The improvement in foreign reserves swung import cover to 3.6 months from 3.2 months in the previous quarter.
While the fiscal deficit—the difference between the government’s expenditures and its revenues (excluding the money it borrowed)—shrank to K27.7 billion, from a deficit of K76.4 billion recorded in the preceding quarter.
In a similar period in 2017, government operations recorded a deficit of K23.1 billion. The overall fiscal deficit for the review period represented 0.5 percent of the gross domestic product (GDP).
The positive performance of the economy, the reports shows, has had a positive bearing on the Malawi kwacha which has remained broadly stable against all major currencies of its major trading partners during the period under review.
“Against the United States dollar, the local currency traded at K730.73 at the end of the review period,” reads the report in part.
Exports registered a marginal decrease of 2.1 percent from the previous quarter to hit $261.2 million. The decline was on account of a downtick in the trading of agricultural commodities, the report shows.
“On the contrary, imports were projected to grow by 1.6 percent to $723.9 million during the quarter under review. As a result, trade balance was estimated at a deficit of $462.6 million from $445.9 million in the preceding quarter.
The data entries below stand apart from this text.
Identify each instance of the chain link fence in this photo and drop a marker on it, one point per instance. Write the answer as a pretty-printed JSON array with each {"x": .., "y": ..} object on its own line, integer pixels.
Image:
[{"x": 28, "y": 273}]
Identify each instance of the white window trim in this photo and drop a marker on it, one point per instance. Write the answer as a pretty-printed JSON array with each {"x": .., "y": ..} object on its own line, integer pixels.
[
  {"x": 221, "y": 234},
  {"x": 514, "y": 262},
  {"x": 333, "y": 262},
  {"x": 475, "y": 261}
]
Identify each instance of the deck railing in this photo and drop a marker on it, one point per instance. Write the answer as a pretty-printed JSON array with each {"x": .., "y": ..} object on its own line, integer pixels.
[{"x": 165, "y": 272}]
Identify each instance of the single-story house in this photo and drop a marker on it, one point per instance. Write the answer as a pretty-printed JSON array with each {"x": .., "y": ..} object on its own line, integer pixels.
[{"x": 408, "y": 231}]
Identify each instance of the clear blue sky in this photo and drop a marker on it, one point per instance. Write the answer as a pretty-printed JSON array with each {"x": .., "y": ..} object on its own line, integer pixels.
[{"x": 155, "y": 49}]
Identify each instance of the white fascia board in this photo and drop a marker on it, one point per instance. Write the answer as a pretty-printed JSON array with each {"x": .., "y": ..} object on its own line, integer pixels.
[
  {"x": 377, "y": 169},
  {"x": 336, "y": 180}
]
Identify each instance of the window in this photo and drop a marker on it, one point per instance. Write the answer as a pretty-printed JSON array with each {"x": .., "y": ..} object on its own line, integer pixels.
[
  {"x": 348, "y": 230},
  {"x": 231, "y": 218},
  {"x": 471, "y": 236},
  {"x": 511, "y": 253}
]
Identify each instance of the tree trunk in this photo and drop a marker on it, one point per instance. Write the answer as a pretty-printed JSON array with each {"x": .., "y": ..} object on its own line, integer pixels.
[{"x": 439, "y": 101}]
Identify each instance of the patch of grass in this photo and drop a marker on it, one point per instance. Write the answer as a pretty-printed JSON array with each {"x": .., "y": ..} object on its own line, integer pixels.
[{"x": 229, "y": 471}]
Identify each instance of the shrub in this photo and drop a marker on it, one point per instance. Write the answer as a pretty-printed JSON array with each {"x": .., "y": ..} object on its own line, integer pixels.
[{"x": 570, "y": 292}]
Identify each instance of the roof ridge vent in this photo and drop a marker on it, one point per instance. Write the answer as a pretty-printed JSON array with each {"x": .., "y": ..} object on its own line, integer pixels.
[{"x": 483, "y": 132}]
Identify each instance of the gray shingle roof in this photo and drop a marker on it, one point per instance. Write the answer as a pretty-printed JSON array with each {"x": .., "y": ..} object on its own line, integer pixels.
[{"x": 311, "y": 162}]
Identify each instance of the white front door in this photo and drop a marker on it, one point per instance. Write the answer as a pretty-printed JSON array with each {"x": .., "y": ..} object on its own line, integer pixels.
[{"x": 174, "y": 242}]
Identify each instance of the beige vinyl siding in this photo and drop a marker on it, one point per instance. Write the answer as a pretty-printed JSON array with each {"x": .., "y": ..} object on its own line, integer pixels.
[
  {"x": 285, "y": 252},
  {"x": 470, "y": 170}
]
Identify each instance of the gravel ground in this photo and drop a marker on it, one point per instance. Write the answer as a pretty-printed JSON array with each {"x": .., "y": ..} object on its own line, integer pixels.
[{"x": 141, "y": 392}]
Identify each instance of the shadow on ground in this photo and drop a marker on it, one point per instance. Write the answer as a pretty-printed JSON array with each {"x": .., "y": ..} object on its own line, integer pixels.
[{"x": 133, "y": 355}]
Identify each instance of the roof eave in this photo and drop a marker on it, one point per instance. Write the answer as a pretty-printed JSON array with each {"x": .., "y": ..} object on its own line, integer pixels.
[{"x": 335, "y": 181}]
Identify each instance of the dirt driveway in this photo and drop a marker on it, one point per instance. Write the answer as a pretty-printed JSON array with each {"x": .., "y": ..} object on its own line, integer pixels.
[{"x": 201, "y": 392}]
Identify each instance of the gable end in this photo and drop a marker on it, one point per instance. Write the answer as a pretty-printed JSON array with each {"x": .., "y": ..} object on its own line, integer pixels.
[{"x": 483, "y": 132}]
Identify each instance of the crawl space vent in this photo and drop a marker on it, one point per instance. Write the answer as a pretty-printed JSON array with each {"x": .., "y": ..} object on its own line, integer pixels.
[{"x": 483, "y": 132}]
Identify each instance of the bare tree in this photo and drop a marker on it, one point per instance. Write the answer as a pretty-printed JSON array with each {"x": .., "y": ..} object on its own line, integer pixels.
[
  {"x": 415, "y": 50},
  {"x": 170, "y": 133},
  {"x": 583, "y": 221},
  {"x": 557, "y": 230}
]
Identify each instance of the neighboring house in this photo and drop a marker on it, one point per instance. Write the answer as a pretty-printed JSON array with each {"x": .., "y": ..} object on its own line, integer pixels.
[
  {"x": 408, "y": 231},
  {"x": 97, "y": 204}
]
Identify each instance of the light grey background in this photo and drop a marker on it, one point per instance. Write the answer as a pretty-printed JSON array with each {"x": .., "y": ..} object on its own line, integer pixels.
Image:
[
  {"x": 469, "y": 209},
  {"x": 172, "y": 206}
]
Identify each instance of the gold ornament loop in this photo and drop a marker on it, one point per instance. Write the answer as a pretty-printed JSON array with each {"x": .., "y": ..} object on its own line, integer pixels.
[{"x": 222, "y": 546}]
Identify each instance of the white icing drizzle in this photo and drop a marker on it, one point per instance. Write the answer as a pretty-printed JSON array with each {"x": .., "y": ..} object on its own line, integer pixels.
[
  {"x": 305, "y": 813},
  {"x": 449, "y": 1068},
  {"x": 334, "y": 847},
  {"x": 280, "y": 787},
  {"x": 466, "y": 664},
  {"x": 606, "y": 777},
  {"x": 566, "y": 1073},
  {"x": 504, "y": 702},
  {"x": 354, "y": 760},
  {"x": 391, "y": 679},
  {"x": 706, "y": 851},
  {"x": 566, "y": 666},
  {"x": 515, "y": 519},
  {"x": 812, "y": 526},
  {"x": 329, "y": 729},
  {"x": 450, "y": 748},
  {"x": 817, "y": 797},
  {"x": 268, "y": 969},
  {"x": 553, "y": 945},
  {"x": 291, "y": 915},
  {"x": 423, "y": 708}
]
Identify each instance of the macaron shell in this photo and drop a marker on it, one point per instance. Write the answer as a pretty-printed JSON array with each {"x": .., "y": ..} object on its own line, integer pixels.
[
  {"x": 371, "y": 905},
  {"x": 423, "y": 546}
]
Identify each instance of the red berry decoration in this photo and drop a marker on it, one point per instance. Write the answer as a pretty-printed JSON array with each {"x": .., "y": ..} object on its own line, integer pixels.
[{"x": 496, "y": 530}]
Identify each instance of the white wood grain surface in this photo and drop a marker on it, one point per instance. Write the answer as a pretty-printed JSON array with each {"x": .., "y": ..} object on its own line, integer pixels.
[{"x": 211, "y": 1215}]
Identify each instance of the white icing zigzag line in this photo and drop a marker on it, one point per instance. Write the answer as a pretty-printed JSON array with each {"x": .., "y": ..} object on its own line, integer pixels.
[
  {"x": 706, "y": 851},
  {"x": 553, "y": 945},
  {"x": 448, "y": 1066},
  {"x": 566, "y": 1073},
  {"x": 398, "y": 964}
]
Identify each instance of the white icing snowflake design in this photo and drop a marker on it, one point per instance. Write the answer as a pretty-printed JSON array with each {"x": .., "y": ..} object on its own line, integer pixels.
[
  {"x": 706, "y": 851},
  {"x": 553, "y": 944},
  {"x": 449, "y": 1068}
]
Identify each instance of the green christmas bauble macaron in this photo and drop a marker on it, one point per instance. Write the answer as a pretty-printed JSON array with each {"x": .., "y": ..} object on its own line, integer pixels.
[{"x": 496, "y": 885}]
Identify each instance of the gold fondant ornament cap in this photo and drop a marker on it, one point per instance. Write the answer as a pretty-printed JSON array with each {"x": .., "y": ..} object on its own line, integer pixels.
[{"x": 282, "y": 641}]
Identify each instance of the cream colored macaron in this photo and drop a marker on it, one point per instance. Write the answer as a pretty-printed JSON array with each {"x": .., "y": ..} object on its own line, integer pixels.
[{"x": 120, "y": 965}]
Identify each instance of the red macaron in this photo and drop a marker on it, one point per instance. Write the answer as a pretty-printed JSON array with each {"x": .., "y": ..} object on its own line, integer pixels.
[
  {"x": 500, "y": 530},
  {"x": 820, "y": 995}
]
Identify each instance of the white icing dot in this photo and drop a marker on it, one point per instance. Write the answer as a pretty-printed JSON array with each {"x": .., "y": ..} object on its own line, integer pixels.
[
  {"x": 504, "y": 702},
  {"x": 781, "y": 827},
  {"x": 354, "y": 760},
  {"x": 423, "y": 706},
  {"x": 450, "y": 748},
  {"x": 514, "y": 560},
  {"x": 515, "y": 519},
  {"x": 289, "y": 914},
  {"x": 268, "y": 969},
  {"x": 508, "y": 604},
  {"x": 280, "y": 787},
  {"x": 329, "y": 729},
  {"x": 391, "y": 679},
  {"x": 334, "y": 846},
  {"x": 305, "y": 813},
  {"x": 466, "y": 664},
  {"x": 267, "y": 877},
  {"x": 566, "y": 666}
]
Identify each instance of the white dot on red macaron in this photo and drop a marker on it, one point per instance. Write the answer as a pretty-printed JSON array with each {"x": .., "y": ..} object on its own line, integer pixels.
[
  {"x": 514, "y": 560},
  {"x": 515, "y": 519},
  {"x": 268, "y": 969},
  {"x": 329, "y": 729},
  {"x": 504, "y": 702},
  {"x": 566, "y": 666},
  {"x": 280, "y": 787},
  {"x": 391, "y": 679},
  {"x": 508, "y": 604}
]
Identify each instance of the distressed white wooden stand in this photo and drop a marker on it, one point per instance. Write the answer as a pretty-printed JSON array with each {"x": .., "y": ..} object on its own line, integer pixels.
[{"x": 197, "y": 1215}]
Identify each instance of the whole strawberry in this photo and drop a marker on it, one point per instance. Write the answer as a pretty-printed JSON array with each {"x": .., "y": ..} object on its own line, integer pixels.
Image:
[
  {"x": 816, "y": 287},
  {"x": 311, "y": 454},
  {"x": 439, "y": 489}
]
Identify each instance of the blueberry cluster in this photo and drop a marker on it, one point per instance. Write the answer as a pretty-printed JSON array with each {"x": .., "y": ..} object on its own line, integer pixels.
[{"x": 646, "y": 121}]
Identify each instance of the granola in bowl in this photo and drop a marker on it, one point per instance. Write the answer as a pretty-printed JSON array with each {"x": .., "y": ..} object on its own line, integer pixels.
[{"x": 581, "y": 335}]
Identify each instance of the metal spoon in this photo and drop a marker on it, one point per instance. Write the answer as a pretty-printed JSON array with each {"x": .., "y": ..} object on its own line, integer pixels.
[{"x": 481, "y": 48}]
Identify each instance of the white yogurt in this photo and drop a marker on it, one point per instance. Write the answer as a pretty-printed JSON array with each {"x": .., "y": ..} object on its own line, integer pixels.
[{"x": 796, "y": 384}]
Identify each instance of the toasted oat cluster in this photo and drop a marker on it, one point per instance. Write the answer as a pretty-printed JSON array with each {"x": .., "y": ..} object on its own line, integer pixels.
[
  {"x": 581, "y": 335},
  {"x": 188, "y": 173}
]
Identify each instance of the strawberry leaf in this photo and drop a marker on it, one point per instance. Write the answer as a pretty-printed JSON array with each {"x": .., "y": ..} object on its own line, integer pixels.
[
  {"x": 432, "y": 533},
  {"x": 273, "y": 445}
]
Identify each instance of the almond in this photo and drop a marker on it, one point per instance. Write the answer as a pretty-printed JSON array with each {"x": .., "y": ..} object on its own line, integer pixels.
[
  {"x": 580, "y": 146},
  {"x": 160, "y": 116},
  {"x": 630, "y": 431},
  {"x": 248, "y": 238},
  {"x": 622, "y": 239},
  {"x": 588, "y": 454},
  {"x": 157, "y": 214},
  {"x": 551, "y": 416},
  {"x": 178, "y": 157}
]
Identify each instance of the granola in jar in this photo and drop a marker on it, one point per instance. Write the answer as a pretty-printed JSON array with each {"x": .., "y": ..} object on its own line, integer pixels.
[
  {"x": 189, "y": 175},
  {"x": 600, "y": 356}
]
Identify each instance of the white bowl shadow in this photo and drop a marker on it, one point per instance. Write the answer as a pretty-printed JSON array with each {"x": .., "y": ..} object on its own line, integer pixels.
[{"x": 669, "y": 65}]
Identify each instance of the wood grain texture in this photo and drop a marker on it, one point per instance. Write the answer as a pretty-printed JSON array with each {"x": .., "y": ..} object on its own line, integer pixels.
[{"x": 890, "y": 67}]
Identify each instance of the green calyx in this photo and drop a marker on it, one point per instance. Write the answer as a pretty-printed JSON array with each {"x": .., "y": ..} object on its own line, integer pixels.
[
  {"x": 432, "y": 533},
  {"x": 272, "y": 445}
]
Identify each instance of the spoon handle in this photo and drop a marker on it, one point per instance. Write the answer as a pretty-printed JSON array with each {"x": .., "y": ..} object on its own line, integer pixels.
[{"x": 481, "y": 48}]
The position was lower than a deficit of $511.1 million recorded in a corresponding quarter of 2017,” the report reads in part.
On the domestic front, RBM maintains that real GDP is projected to grow by 4.0 percent in 2018 from an estimated growth of 5.1 percent in 2017.
The bank says the decline is as a result of low agriculture production due to dry spells and fall army worms experienced in some parts of the country.
Headline inflation registered an average of 9.1 percent during the second quarter of 2018 from an average of 8.6 percent in the preceding quarter.
“At this level, however, the rate was lower than that of 12.8 percent registered in the corresponding quarter of 2017,” the bank said.